Managaging Organizational Change

With falling vehicles sales and high costs, getting their North American operations profitable may be impossible no matter what the union gives. All the UAW has to push back with is a strike. And, strike it may. If the UAW gives up what the car companies want in this round of negotiations, the union will cease to exist as the bargaining force that it has been for decades. The union may decide that it is better to risk dying while defending its workers that to be overrun without a struggle (McIntyre 2012). This particular union took on the Change Manager as Director Image.

According to chapter 2, the director image is based on an image of management as control and of change outcomes as being achievable. It is therefore up to the change manager to direct the organization in particular ways in order to produce the required change. The assumption is that change is a strategic choice that managers make and the survival and general well-being of the organization depends on them. In this particular situation the Managers in charge felt they would fight for what is right, even if that means fighting until the end. The image I feel best facilitates Ford is the Caretaker Image.

In the caretaker image, the (ideal) image of management is still one of control, although the ability to exercise control is severely constrained by a variety of forces, both internally and externally driven, that propel change relatively independent of a manager’s intentions. For example, despite the change manager’s best intentions to implement activities to encourage entrepreneurial and innovative behavior, they may feel like this is a continually failing exercise as the organization grows, becomes more bureaucratic, and enacts strategic planning cycles, rules, regulations, and centralized practices.

In this situation, inexorable growth and the issues associated with it are outside the control of any individual manager of change. In this rather pessimistic image, at best managers are caretakers, shepherding their organizations along as best they can. Ford has conflict, turmoil, and uncertainty but is that necessarily a bad thing? I would be more concerned with a company that was “complacent, steady, and overconfident” to use just one set of antonyms. A culture that has a presumption of imperfection can be very stressful.

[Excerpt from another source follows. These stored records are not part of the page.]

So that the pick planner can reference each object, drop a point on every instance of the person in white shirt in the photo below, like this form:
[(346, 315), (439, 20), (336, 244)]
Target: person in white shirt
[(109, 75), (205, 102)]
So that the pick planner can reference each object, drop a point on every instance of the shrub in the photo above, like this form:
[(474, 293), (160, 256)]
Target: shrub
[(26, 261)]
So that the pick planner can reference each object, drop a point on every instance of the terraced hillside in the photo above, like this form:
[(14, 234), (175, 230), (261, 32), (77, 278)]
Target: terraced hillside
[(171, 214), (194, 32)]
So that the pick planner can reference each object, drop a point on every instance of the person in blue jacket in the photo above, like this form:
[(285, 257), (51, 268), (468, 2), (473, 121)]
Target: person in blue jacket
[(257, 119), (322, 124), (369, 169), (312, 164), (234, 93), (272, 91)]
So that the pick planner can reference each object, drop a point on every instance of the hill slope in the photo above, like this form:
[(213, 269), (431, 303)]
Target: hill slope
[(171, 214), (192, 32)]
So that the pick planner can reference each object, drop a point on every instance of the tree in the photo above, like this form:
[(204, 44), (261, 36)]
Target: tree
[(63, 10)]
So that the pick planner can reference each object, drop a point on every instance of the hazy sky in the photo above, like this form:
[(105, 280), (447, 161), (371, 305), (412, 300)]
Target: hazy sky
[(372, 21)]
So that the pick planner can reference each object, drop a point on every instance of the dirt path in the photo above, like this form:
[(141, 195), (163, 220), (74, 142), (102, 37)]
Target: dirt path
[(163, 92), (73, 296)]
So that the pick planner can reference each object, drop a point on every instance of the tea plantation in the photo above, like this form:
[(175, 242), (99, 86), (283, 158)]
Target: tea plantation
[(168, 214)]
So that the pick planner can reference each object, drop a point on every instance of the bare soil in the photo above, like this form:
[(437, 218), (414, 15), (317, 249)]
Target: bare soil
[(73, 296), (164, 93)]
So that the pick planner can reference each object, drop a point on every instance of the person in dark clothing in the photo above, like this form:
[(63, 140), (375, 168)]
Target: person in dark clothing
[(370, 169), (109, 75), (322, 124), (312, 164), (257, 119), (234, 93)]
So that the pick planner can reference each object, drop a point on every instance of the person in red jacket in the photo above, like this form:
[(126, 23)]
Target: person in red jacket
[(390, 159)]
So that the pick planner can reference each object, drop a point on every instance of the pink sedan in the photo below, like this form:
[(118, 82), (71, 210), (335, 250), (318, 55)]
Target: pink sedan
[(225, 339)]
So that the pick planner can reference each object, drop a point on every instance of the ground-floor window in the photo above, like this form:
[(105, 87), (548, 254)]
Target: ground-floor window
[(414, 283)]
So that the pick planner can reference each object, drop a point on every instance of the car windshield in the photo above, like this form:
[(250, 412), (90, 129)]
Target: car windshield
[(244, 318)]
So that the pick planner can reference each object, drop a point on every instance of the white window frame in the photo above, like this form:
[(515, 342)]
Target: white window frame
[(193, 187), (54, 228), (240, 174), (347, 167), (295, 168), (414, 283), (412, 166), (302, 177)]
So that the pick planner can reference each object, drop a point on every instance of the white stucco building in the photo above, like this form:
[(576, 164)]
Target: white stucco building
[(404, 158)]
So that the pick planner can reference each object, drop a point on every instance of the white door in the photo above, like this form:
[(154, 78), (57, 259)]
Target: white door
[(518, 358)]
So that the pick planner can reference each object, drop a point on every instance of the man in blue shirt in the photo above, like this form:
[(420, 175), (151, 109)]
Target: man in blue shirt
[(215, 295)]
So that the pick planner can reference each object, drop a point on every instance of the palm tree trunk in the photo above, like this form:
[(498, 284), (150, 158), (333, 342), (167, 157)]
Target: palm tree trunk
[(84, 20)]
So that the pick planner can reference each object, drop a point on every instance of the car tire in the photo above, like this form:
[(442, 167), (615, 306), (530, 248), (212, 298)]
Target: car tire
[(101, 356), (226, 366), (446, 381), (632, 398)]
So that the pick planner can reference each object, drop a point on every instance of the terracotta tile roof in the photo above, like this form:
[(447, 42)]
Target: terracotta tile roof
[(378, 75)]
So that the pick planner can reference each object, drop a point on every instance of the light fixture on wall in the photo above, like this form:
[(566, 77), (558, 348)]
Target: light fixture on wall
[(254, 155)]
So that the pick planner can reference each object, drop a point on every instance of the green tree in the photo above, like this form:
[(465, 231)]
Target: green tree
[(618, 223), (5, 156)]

That type of stress can be good, and the fear of a cataclysmic industry or market disruption is often what drives the most successful lean manufacturing efforts. Change is hard, you have to really want to change or be scared into doing it. When you possess a caretaker image A lean transformation takes real leadership, and that’s where we see a wide disparity between Ford and GM. On the Ford side we have CEO Alan Mulally who came from Boeing, a company with a very strong lean program. We have some problems with Boeing’s offshoring practices, but much of that is driven by political necessity.

Bottom line is that he understands lean, and just recently visited archrival Toyota with VP Mark Fields. At a private dinner on Wednesday, Ford CEO Alan Mulally told journalists that the recent visit he and Mark Fields made to Toyota’s headquarters was born out of a desire to understand more about the Japanese automaker’s manufacturing and product development processes, which Mulally holds in very high esteem.